Вот и выполнено задание. Цветков задержан, хорошо задержан, без потерь. Теперь можно отдыхать. Можно полуприкрыть глаза, прислониться затылком к дрожащей стенке купе и слушать стук колес, стариковское бормотание проводника, редкие гудки паровоза. К утру, пожалуй, будем в Лисичанске; оттуда добираться в дивизию легче, чем от Кременного...
Нас остановили на каком-то безлюдном разъезде. Прошло два часа, но мы все еще стояли. Темнело, а мы стояли.
Дул ветер, скрипели по песку насыпи чьи-то шаги.
Что случилось, почему стоим?
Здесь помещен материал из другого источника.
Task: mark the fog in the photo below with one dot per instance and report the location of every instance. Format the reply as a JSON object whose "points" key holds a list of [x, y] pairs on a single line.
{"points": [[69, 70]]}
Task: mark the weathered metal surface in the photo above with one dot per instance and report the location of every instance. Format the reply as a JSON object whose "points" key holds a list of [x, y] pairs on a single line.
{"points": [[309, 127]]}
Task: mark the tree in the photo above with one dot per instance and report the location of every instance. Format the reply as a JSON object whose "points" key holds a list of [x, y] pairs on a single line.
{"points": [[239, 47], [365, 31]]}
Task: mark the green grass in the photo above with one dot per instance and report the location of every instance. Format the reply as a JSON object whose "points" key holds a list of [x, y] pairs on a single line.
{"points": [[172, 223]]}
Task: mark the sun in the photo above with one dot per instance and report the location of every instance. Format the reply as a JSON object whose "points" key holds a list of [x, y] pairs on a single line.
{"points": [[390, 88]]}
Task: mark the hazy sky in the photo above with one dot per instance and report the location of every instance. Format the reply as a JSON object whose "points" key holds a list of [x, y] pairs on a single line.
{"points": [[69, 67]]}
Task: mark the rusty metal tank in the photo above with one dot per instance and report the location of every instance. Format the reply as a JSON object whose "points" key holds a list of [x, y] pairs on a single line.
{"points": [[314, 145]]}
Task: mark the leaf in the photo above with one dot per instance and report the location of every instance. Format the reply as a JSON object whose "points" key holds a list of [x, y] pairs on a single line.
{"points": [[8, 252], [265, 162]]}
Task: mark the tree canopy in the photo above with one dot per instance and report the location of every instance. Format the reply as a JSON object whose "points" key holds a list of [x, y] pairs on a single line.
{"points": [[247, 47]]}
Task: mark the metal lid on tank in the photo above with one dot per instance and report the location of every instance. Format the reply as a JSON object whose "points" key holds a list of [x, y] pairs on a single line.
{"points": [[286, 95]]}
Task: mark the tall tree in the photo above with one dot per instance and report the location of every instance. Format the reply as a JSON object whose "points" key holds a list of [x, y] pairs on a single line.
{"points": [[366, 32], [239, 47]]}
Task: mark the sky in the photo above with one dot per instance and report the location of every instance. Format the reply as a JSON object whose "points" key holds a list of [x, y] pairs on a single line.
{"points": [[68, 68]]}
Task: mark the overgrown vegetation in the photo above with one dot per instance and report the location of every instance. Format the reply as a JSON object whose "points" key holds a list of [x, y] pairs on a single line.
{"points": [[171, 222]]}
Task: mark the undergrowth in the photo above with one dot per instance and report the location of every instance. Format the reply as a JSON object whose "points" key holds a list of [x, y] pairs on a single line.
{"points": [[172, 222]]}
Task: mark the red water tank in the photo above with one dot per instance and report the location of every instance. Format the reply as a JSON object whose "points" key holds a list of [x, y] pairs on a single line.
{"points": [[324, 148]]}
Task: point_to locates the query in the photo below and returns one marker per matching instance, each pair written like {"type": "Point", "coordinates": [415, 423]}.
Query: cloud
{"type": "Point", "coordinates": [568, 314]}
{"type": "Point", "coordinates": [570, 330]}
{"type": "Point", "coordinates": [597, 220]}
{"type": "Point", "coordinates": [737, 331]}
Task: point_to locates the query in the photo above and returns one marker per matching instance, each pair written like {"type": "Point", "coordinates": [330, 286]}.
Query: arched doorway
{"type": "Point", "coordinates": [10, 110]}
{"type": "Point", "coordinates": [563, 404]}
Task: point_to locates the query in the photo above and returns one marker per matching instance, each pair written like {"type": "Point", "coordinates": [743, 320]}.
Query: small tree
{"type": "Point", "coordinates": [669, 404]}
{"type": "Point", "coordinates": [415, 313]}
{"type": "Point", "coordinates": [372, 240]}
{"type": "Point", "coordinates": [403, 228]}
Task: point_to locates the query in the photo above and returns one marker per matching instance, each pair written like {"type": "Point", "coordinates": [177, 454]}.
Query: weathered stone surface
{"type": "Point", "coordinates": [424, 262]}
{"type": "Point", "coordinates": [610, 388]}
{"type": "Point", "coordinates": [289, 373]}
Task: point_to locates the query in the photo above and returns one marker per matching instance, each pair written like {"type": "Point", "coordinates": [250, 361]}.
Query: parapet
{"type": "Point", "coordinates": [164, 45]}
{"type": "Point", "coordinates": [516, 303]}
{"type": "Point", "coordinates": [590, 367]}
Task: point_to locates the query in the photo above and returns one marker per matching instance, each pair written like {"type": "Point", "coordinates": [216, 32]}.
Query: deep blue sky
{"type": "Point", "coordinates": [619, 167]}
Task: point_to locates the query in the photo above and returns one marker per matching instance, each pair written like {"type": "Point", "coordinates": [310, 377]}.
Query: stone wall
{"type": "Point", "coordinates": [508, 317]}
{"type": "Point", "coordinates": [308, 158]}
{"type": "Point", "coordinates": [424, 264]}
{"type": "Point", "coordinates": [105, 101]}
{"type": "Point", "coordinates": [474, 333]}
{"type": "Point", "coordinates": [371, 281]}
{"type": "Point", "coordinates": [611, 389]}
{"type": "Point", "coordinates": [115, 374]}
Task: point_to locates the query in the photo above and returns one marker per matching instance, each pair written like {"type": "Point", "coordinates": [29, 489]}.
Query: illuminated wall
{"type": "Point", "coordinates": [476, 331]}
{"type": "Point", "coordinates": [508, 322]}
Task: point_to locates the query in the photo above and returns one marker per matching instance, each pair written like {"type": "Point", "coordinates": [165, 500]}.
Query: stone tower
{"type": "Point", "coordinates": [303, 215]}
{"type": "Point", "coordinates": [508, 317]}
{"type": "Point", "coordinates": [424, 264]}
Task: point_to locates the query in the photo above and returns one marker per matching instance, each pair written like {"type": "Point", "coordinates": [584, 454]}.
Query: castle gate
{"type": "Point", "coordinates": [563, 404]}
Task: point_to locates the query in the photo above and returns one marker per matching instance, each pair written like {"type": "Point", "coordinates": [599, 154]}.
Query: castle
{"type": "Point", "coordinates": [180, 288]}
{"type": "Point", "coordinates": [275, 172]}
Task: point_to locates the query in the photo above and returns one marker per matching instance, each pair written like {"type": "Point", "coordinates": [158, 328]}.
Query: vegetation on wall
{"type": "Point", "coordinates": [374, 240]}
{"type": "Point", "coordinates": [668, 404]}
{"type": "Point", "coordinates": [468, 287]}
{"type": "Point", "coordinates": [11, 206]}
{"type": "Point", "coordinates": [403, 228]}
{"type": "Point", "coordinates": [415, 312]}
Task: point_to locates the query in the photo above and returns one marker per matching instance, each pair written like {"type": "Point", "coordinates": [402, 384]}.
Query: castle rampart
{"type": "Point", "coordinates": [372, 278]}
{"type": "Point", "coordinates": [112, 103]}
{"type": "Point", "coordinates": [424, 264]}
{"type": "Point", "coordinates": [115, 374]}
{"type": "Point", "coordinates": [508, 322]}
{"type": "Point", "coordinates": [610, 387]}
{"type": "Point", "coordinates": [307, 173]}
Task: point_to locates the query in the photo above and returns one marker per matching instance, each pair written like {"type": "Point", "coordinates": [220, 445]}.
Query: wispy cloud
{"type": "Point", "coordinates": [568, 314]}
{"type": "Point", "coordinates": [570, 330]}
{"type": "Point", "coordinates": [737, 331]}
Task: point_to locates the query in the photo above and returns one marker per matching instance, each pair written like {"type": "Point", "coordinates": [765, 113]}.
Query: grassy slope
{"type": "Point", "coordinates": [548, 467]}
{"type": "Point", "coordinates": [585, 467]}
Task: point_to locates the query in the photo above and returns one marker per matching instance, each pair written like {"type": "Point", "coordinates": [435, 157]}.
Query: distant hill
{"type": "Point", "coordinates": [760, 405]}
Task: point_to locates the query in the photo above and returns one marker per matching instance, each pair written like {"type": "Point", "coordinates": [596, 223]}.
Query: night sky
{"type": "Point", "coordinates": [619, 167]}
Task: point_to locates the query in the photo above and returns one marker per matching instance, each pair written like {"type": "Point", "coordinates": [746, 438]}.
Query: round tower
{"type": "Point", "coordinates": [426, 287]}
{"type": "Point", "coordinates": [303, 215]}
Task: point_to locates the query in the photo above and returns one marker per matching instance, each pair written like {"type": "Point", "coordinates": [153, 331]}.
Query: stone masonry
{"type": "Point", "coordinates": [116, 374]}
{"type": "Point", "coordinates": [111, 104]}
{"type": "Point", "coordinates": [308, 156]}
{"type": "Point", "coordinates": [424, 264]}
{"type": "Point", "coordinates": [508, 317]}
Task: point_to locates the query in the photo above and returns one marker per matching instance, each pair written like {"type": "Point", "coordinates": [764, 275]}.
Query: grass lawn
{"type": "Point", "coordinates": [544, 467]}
Спросить не у кого: проводник давно ушел.
Встречный, что ли, ждем? Или уголь кончился?
Кое-кто из соседей по вагону улегся спать. В соседнем купе то и дело перекатывался смех: остроглазый парень с пустым рукавом рассказывал попутчикам фронтовые байки и анекдоты.
Цветков забрался на вторую полку, пристроил под голову рюкзак и долго курил, аккуратно пуская дым в вентилятор. Потом достал из рюкзака какую-то еду, пожевал и плотно завернулся в шинель, выставив наружу небольшое хрящеватое ухо. Вроде уснул.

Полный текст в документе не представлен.